By applying the normal evaluation strategy, we obtain: $$ ((\lambda y.y\ \lambda y.y)\;(\lambda y.y\ \lambda y.y)) \Rightarrow^n$$ $$ (\lambda y.y\;(\lambda y.y\ \lambda y.y)) \Rightarrow^n$$ $$ (\lambda y.y\ \lambda y.y) \Rightarrow^n$$ $$ \lambda y.y$$

The careful reader will observe that $ (\lambda y.y \lambda y.y)$ - i.e. the parameter of the outer function, is evaluated twice, which is really inefficient.

The lazy evaluation strategy improves on this very issue. We informally illustrate Haskell lazy evaluation on this example. Note however, that lazy evaluation is a programming language-related strategy, and cannot be properly defined in the Lambda Calculus.
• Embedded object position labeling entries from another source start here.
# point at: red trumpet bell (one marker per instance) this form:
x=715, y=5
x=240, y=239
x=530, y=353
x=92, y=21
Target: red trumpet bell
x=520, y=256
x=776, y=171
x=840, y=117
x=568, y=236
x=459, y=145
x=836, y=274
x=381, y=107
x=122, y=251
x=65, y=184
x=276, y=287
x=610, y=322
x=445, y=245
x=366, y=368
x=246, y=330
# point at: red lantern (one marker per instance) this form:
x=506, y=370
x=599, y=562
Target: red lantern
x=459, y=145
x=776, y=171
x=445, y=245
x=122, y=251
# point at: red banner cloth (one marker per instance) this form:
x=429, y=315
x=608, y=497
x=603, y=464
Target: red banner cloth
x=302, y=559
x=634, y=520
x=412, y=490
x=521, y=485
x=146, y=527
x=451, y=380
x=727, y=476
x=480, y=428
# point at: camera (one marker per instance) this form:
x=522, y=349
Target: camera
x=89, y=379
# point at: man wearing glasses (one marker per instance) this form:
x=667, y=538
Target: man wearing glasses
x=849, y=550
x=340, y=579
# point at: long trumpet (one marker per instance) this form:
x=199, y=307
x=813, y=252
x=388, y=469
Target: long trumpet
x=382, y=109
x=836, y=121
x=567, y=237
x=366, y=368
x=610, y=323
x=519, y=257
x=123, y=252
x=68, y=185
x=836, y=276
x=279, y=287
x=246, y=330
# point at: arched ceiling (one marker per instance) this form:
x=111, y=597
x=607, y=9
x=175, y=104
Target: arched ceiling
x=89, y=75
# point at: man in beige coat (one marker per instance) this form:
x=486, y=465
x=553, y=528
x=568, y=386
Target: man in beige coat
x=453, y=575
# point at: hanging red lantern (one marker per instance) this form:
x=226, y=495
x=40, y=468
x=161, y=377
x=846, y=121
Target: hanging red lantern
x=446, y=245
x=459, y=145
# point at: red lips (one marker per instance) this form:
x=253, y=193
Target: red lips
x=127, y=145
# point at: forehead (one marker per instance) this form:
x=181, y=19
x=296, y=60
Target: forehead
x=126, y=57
We start of with: $$ (\lambda x.(x\;x)\;(\lambda y.y\ \lambda y.y))$$

In Haskell, the parameter $ par = (\lambda y.y\ \lambda y.y)$ is a thunk, i.e. a memory object which contains:

the expression itself, here $ (\lambda y.y \lambda y.y)$
a value, initially unknown ?

In the above evaluation we apply the normal strategy and obtain: $$ (par\;par)$$

only here (in Haskell) the occurrences of $ par$ are not independent as in the Lambda Calculus - they point to the same thunk. Now, $ par$ is not a function, but it can be evaluated. The result is $ \lambda y.y$ . At this point, the value of the expression is stored in the thunk. Since the result is the identity function, the result is:

$ $$

but now $ par$ has already been evaluated hence the final result is immediately $ \lambda y.y$ , with no other (re-) evaluation of the inner expression.